Samedi 4 juillet, plage de Sandillon, 16h30.
La levée qui longe la Loire sur un bon kilomètre en méandre délimite le fleuve des zones maraichères de Saint Denis en Val. La voie goudronnée est partagée par quelques piétons, des cyclistes et des voitures qui viendront, toute l'après-midi, s'agglutiner en chapelet dans un virage. Au loin, le soleil se réverbère dans les vitres et nous ébloui. C'est le signal que vous êtes arrivé à la plage naturiste.
Christophe, 41 ans, fait partie de ceux qui viennent régulièrement. Aujourd'hui, il a décidé de s'y rendre pour profiter de la météo et décompresser de sa semaine. Dans son sac, il y a une serviette, une bouteille d'eau, un flacon de crème solaire, un bon bouquin et deux préservatifs. " C'est une plage naturiste ici, on y est bien, une vue sur l'eau, je suis venu pour le silence aussi [...] Enfin c'est pas vraiment un endroit officiel. Heureusement que c'est toléré par la commune. "

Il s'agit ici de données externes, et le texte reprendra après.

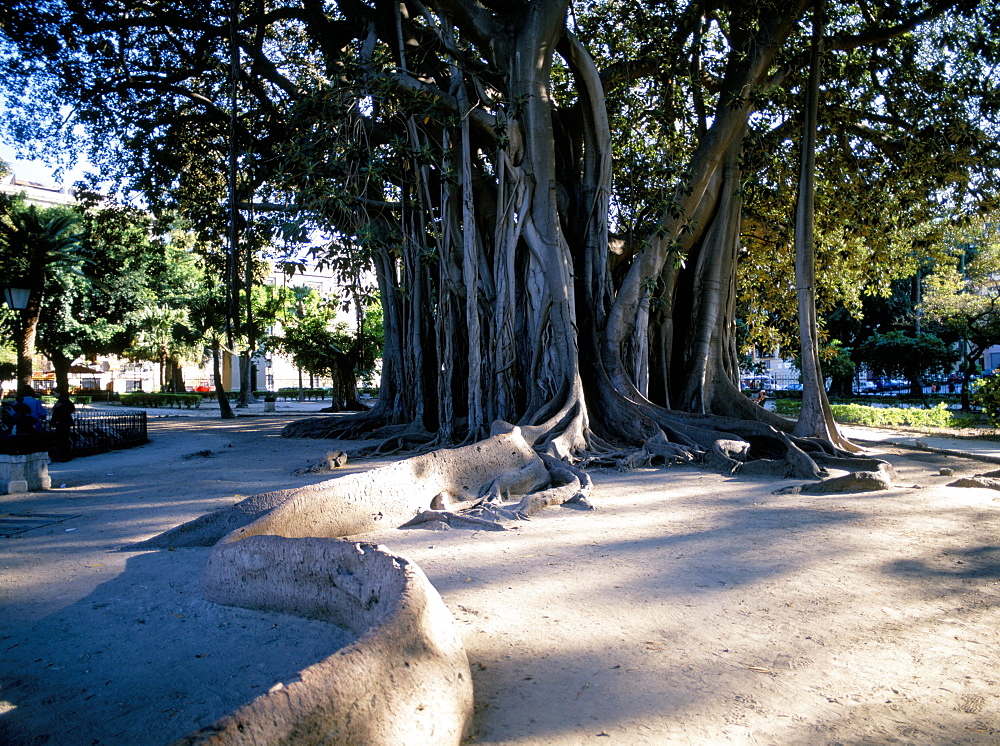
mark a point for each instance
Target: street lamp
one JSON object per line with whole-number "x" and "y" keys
{"x": 17, "y": 298}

Pour Michel, en tenue d'adam, c'est " chacun de son côté, les homos au fond, nous on se met là " . La cohabitation est vécue dans le respect. Il arrive même que certains aillent voir chez les voisins homos ce qui s'y passe. La plage est, pour lui, un lieu de liberté et de détente. Mais quand même précise-t-il, " Moi, je ne suis pas homo, je viens avec ma femme et on avait l'habitude d'y retrouver des amis, d'autres couples, mais ils ne viennent plus. Il y a de plus en plus de voyeurs qui se régalent de notre nudité, c'est gênant à la longue et nos amies féminines ne veulent plus venir. " Chez les homos, même constat, et leurs témoignages font ressortir une autre difficulté : la convivialité est de moins en moins au rendez-vous.
Étrange constat recueilli alors même que Stéphane, Michaël et Antoine, trois copains à la plage et à la ville, justifient leur présence ici comme le moyen d'y retrouver des gens qu'on aime bien. " L'important en venant ici, c'est d'y voir du monde " . La plage résisterait-elle aux rencontres par internet ? Reste-t-elle un des lieux de sociabilité où toutes les classes sociales se croisent et se lient d'amitié ?
Tout l'été sur la plage pour atteindre nos objectifs de Santé PubliqueS'ils sont venus pour bronzer...nos acteurs de prévention, eux, sont venus avec des objectifs de Santé Publique. C'est simple, le challenge à relever : c'est de " ne pas saouler " les usagers avec des discours et une prévention qui ont fait leur temps depuis 25 ans d'épidémie. Les homos en auraient-ils assez d'entendre qu'il faut mettre un préservatif en toute circonstance ?!
Sous l'immanquable tonnelle aménagée et décorée de plusieurs rainbow flag, Bianca, Jacqueline, Denis et moi-même** avons accueilli une douzaine de garçons rencontrés dans l'après midi. Ils se sont approchés par curiosité, parce que ce sont des connaissances, des adhérents ou bien encore parce que l'an dernier le contact avait été bon.
Des photos accrochées à un fil, Jacqueline s'adresse à son interlocuteur lui propose une boisson fraîche et engage la conversation. " On a exposé des photos. Quelle est celle qui vous évoque du plaisir ? [...] du dégout ou qui vous rend mal à l'aise ? " Le choix est difficile, mais néanmoins tous s'arrêtent sur une image évoquant la solitude. L'accroche est toute trouvée pour Jacqueline qui les conduira à discuter des déterminants de la santé gay. Un peu plus tard dans l'échange elle parviendra à explorer, avec la personne, le champ des possibles pour adopter de nouvelles pratiques à moindre risque.
* Les prénoms ont été modifiés.
Les membres du Groupe Accueil et Prévention (GAP) sont des hommes et des femmes, formés à la relation d'aide. Ils sont en mesure d'échanger avec la plus grande discrétion à votre égard, sur des sujets de la vie quotidienne.